The atmosphere turned dreamlike as O’Connell presented 19th Century Irish composer John Field’s Nocturne No. 5, linking this whimsical work to Chopin’s darkly atmospheric Fantaisie-Impromptu. O’Connell took a moment to explain the connection between the two composers: Field’s nocturnes provided great influence for Chopin’s later series of similar works. The pairing of these two artists was a miniature history lesson, providing the audience apt context for their musical experience. 

Informational anecdotes were central to the concert experience – O’Connell introduced each piece with a brief background of both the music and her relationship to it. The personal touch was a welcome addition, especially as the concert diverged into more abstract territory. Before she played American experimentalist Henry Cowell’s Aeolian Harp, for example, she described how his boundary-pushing music sparked her lifelong excitement for new music. And then, she began to strum the strings of the piano, instead of the keys.

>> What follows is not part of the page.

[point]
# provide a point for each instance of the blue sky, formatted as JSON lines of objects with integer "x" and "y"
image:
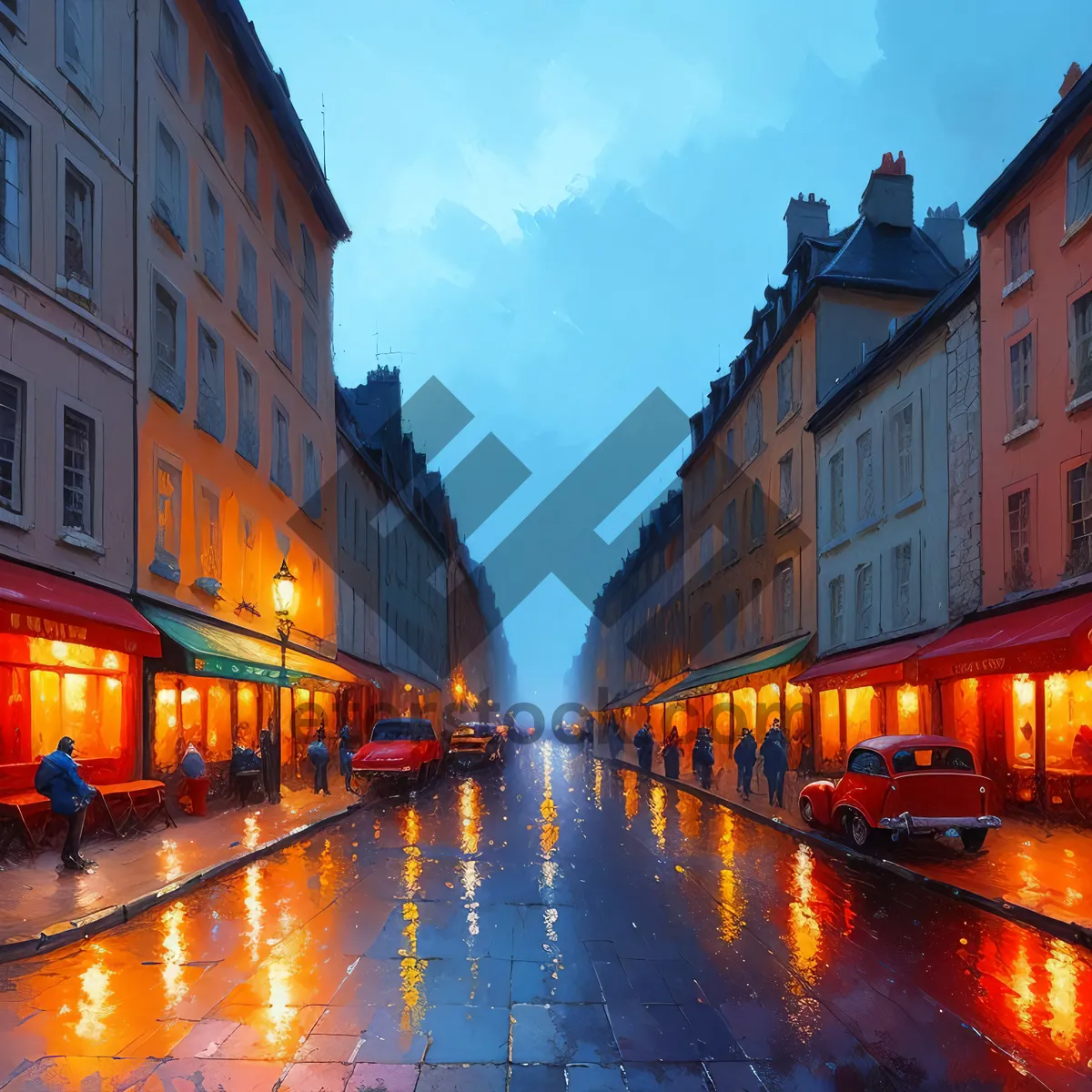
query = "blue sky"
{"x": 561, "y": 206}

One of the night’s highlights was O’Connell’s stunning performance of 2016 MacArthur Fellow and Bang on a Can Co-Founder Julia Wolfe’s Compassion. A jarring alternation of rumbling, low-pitched pulsation and striking, high-pitched chords, Compassion’s extremes were further illuminated by O’Connell’s captivating performance. She nimbly emphasized the raw contrasts of the music, fully embodying the piece’s dramatic, heartbreaking climax and salient syncopation.

Another running undercurrent of the evening was a stylistically broad look into Irish musical culture. Seóirse Bodley’s The Tight Rope Walker Presents a Rose was a sentimental rumination on an Irish folk song, while Jane O’Leary’s Forgotten Worlds took a meditative look at Ireland’s remote Inisheer Island, and John Buckley’s Prelude No. 1, The Cloths of Heaven, was a questioning, dissonant musical interpretation of a Yeats poem. The evening ended with Bill Wheelan’s The Currach, a dance-like, Broadway-reminiscent piece inspired by a wicker framed boat traditional to Ireland. 

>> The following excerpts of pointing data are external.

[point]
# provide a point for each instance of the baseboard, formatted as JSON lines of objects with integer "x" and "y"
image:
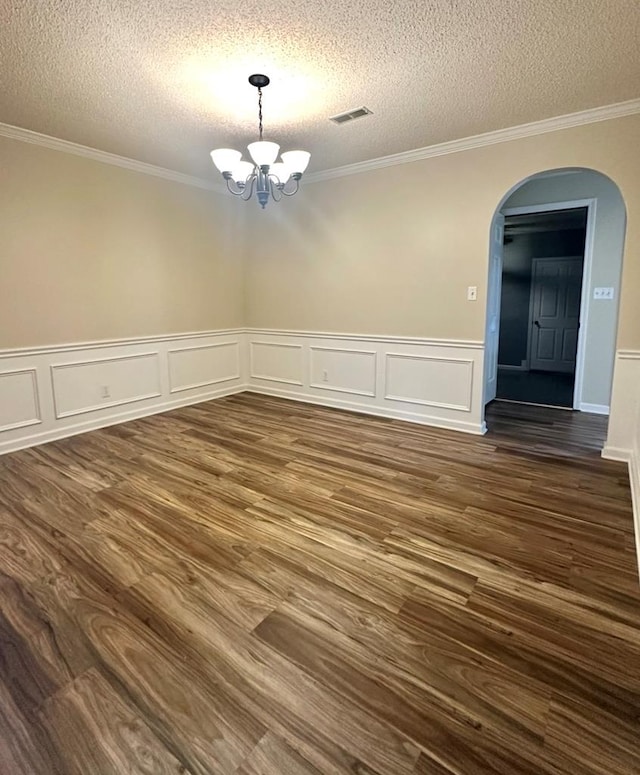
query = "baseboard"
{"x": 594, "y": 408}
{"x": 36, "y": 439}
{"x": 616, "y": 453}
{"x": 354, "y": 406}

With the performance of Dutch composer Jacob TV’s Body of Your Dreams, humor also peppered the evening. The piece comprised a spliced recording of an overeager ab workout infomercial accompanied by spirited, minimalist-reminiscent repeating piano accompaniment; the absurdity of the words raised sporadic laughs from the audience. This boisterous work led directly into Missy Mazzoli’s Isabelle Eberhardt Dreams of Piano, a piece whose subtle, melancholy timbre felt like a sonic equivalent of lens flare. Unexpected pairings like this were what made the concert so refreshing.